Obama: Feds looking into stock market plunge

WASHINGTON - President Barack Obama said Friday that regulatory authorities were probing one of the wildest trading days in Wall Street history that left investors, government officials and traders scratching around for a cause.

"The regulatory authorities are evaluating this closely with a concern for protecting investors and preventing this from happening again and they will make findings of their review public along with recommendations for appropriate action," Obama said in remarks from the White House Rose Garden on the nation's employment situation.

A computerized sell-off sent the Dow Jones industrial average plummeting by a near-record 1,000 points within about a half-hour Thursday afternoon. Fear that the European debt crisis could spread was a factor. The market regained two-thirds of that loss before the end of trading.

Reuters said Friday the Securities and Exchange Commission has launched an investigation into Thursday's stock market plunge. It attributed a source familiar with the matter.

On Thursday, the SEC and fellow market watchdog the Commodity Futures Trading commission said they were working closely with other regulators and exchanges to review the unusual trading activity.

In an investigation, the SEC would look for any wrongdoing that may have been related to the stock market drop.

Geithner, Bernanke spoke
A source told Reuters that Treasury Secretary Timothy Geithner held a conference call Thursday with Federal Reserve Chairman Ben Bernanke and officials at the SEC and the CFTC.

There's still no clarity over what exactly happened and that uncertainty was affecting trade on Friday too. Stocks were seesawing despite news that the U.S. economy created a higher-than-expected 290,000 jobs in April, the largest monthly increase in four years.

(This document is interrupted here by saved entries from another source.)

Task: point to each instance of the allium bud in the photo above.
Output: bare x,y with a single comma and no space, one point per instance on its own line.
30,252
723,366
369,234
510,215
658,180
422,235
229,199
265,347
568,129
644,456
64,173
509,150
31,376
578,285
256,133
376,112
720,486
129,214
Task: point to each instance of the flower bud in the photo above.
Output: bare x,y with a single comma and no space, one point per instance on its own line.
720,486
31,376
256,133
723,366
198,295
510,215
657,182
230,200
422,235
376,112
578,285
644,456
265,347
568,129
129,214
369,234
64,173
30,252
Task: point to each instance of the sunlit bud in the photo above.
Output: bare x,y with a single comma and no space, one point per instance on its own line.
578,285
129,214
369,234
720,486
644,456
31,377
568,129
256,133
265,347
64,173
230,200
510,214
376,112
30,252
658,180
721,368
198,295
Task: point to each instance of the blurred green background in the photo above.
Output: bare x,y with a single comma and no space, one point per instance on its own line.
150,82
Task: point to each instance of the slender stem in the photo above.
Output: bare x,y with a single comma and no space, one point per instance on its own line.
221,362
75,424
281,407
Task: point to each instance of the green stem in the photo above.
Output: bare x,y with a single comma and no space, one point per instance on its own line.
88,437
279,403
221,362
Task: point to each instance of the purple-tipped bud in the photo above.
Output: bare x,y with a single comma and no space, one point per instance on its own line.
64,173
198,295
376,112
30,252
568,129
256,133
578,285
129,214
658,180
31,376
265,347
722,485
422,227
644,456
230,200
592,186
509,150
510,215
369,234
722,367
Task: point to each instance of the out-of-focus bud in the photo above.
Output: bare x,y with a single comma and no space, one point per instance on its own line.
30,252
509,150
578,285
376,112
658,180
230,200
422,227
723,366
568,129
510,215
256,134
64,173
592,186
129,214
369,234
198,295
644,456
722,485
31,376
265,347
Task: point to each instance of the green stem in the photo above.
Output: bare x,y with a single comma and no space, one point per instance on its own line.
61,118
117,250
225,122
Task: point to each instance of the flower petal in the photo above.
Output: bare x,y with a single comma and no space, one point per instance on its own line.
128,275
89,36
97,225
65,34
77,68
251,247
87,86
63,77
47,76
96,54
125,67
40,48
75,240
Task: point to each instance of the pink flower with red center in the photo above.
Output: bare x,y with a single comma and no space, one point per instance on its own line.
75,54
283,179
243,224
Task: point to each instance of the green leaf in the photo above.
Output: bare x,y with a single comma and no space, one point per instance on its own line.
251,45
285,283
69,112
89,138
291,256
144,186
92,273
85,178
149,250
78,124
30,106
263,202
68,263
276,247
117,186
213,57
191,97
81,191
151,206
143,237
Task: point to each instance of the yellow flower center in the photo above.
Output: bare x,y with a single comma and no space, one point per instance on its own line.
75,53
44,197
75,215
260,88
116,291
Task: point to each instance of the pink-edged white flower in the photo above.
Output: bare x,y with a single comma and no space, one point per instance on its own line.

Some market experts said Friday that the fault lies in problems related to a "go slow," stock-by-stock circuit breaker mechanism at the NYSE that was instituted in 2006. When the market moves “too fast” the mechanism allows specialists in each stock to take the wheel and slow trading down to human speed. The trigger is something called a "liquidity replenishment point" or LRP, which is different for each stock.

Once the LRPs were tripped, executions at the NYSE posts slowed dramatically, with trades taking as much as 30 to 60 seconds to clear. But high frequency traders may have kept trading around the mechanism. And because they were trading into an extremely thin market, bids collapsed.

That sent computers looking to fill trades at any price, no matter how low.

"(The New York Stock Exchange) did not call a halt, but they basically walked away from the stock," Bob Greifeld, CEO of NASDAQ, told CNBC. "So that lack of liquidity in the trading of their stocks such as P&G or Accenture in that nervous period of time had a disproportionate affect on terms of what happened with the stocks."

NYSE Euronext CEO Duncan Niederauer defended the exchange's policy of slowing trading in individual stocks. The problem, he said, arose because electronic trading platforms don't follow the Big Board's lead when it imposes the "circuit breakers" on individual stocks.

"Let's stop the finger-pointing," he told CNBC. "There's no walking away. There's no abandoning our obligations. We've had a market model in place for years that includes exactly what Bob is advocating for, which is a circuit breaker stock by stock."

Canceled trades
Reuters said trades that took place during the worst of the meltdown will be canceled for more than 250 stocks, Nasdaq OMX said, adding to the long list of "busted" transactions on NYSE Euronext's Arca, other exchanges and trading venues.

The unusual exchange-wide agreement to cancel trades in stocks raised questions for futures and options markets, where many contracts are based on underlying stocks and stock indexes.

U.S. options exchanges also broke trades based on underlying equities, although the volume of busted trades was "deminimis," said a spokesman at the Options Clearing Corp. A record number of options contracts traded on Thursday.

At least one high-frequency trading firm said it stopped trading during the worst of the selloff, raising questions about the reliability of the all-electronic market-makers that provide much liquidity in today's markets.

Whatever the cause of Thursday's wild ride, the stock market sell-off will be examined by a congressional subcommittee at a hearing Tuesday, said U.S. Representative Paul Kanjorski, chairman of the panel, Friday.

"The financial market's dramatic swing was incredibly startling," Kanjorski, head of the capital markets subcommittee of the House of Representatives, said in a statement.

"Reports have surfaced that much of this movement was potentially as a result of a computer glitch. We cannot allow a technological error to spook the markets and cause panic. This is unacceptable."

He said the SEC must look into the matter. "Additionally, my subcommittee will hold a hearing to examine this issue," he said.